In a significant stride toward the much-anticipated launch of Bitcoin exchange-traded funds (ETFs), companies aiming to launch these funds have made substantial progress this week in securing approval from the US Securities and Exchange Commission (SEC). This advancement marks the clearance of a significant procedural obstacle, signaling a promising trajectory for these highly sought-after financial products.
According to a recent report, four people familiar with the matter, the Securities and Exchange Commission staff informed several ETF issuers that they should submit finalized versions of their so-called Form 19b-4 filings by Friday staff. Two sources said the SEC staff provided no further feedback on the filings for some firms after recent amendments, signaling they were satisfied with the documents.
The 19b-4 filings provide details on proposed rule changes at stock exchanges to allow Bitcoin ETFs trading. With the paperwork now poised for completion, SEC commissioners are expected to vote on whether to approve the exchange rule changes next week, according to one person briefed on the process.
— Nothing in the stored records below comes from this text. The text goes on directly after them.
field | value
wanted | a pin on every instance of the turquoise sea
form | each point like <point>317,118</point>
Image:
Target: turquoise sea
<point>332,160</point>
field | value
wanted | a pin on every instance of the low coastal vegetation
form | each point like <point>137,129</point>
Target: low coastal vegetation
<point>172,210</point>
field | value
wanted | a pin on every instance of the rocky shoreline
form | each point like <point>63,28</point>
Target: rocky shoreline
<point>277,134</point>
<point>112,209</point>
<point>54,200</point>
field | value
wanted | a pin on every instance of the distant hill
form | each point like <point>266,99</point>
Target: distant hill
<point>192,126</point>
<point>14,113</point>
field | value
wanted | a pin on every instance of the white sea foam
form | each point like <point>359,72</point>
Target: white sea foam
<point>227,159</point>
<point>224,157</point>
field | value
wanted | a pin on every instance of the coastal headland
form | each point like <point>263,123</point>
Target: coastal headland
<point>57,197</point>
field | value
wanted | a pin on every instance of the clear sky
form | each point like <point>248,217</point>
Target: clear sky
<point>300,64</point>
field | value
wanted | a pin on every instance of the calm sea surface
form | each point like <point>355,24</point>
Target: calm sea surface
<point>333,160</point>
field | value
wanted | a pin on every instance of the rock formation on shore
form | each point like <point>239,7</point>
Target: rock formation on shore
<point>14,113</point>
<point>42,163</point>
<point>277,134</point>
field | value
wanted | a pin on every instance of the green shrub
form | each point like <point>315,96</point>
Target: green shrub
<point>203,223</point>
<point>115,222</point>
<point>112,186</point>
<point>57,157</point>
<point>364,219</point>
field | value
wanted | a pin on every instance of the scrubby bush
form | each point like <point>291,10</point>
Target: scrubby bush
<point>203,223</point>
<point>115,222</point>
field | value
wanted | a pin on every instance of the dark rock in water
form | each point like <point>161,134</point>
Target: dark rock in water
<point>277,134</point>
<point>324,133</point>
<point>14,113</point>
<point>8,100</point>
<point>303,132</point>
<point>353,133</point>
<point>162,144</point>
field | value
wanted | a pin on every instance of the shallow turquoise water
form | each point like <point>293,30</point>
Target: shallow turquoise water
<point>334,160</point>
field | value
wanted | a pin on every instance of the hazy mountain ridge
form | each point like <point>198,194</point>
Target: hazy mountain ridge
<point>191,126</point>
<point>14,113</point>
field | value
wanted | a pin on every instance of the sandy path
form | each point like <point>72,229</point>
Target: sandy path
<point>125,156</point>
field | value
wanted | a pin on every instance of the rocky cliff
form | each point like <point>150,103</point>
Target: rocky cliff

In addition to wrapping up the 19b-4 requirements, the SEC gave ETF issuers until Monday morning to file updated prospectus documents known as Form S-1s. Approval of both forms is typically required before ETFs can launch, with the 19b-4 often preceding the S-1 blessing.
Should the SEC sign off on the proposals from issuers like BlackRock and Grayscale, the first Bitcoin ETFs could begin trading as soon as the following business day. That would cap a years-long campaign by the industry to convince historically skeptical regulators to greenlight the funds.
Key Approvals Pave Way For Bitcoin ETFs
The latest progress follows several positive developments over the past week that overcame previous SEC objections. Multiple applicants, including heavyweights like BlackRock and Fidelity, recently updated filings to name their authorized participants – broker-dealers responsible for creating and redeeming ETF shares.
The move addressed concerns that Bitcoin funds would struggle to attract partners to carry out those key roles. There had also been worries about whether ETF issuers could ensure adequate liquidity and custodial controls around the digital assets underpinning the funds.
But with most regulatory hurdles now cleared, investors may soon have access to the convenient, brokerage-based Bitcoin exposure promised by advocates of the crypto industry’s flagship asset. The SEC is not prone to last-minute surprises but expects an explosion of trading volume if and when the funds hit the market after one of the most anticipated product launches in recent memory.